1) My previous comment has some, shall we say, slurring, due to having celebrated a 3 day weekend here in the US. Let me restate some things.
03h command is always a read command
10h is always a write command
As you can see in the Modbus document you provided, the slave map has a RW column indicating (declaring) whether the value is read or read/write.
Those you've selected are RW so you can write to them.
2) I'm glad that you can figure out the device slave node address (section 2.4), it isn't clear to me at all.
3) The issue with 'one offset' or 'subtracting one' goes to the issue of whether the addressing starts at one or zero.
register 1 is at address 0000
register 2 is at address 0001
register 3 is at address 0002
register 4 is at address 0003
In this document, there is an 'index' column. It starts at one. But programmers usually start memory addressing at zero. So is the number given for a location an address or a register? Interpretation varies by manufacturer and implementer.

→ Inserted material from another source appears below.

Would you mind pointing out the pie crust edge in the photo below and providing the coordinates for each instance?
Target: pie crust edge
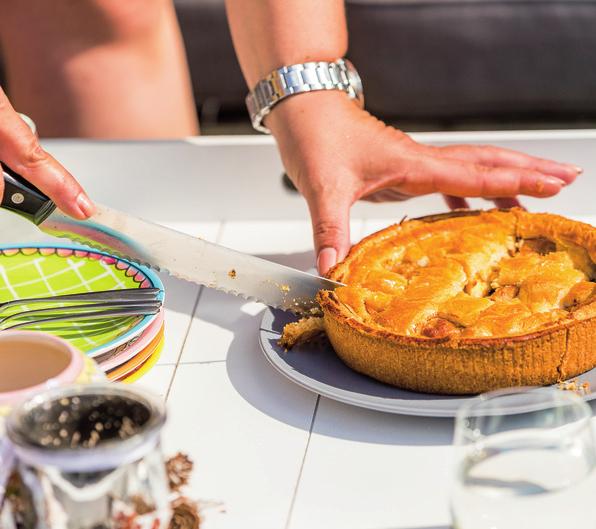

You write an integer value (within its valid range) to 2049 and see if changes. If it doesn't, offset the register address by one and try again.
4) The addresses are clearly decimal register (addresses), not hex. So register 16252 decimal needs a Modbus master that can handle a (4)16525 register address. Most modern ones do. The leading (4) is implied for holding registers, is not always stated, to distinguish the memory from input registers (3). It's a legacy thing.
5) >What I am thinking is for the heating/cooling setpoints if for instance unit address is 02 and trend cooling setpoint is assigned to input 10 in the modbus driver...
I'm not sure what you are saying.
These are controllers, so every unit has an input (PV) and a cooling setpoint (SP), which is the definition of a controller. So I'm not sure how a "cooling setpoint is assigned to input 10"? Aren't these single input devices?
Did you mean to say, write the value, 10°C, to the device at address 02, to be used as the cooling setpoint?
For that case, register 2049 (decimal) is the correct register.
10°C needs to be in a format that accounts for its 10^-1 exponent, where 100 (decimal) would be interpreted as 10.0.
The actual modbus packet for that is
device address (02), function code (10h), starting address (2049 = 0801h), quantity of registers in bytes (02h), value (100 = 0064h), CRC
6) >16525 digital status's I was thinking of setting up a D TO A in the Trend software and sending the analogue value to register 16525 and letting the ERT 400 convert it back unless you can suggest another way ?
The idea is that 16525 is a bit packed word.
LSB = 0
MSB = 15
bit 8 = cooling
bit 9 = heating
bit 15 = on/off
0000000100000000 = bit for cooling
You read the 16 bit word at register 16525 and compare it to known word values for whatever those bits represent, if you don't have logic masking tools to determine the bit itself.
I'm not at all clear on how converting to analog would do anything.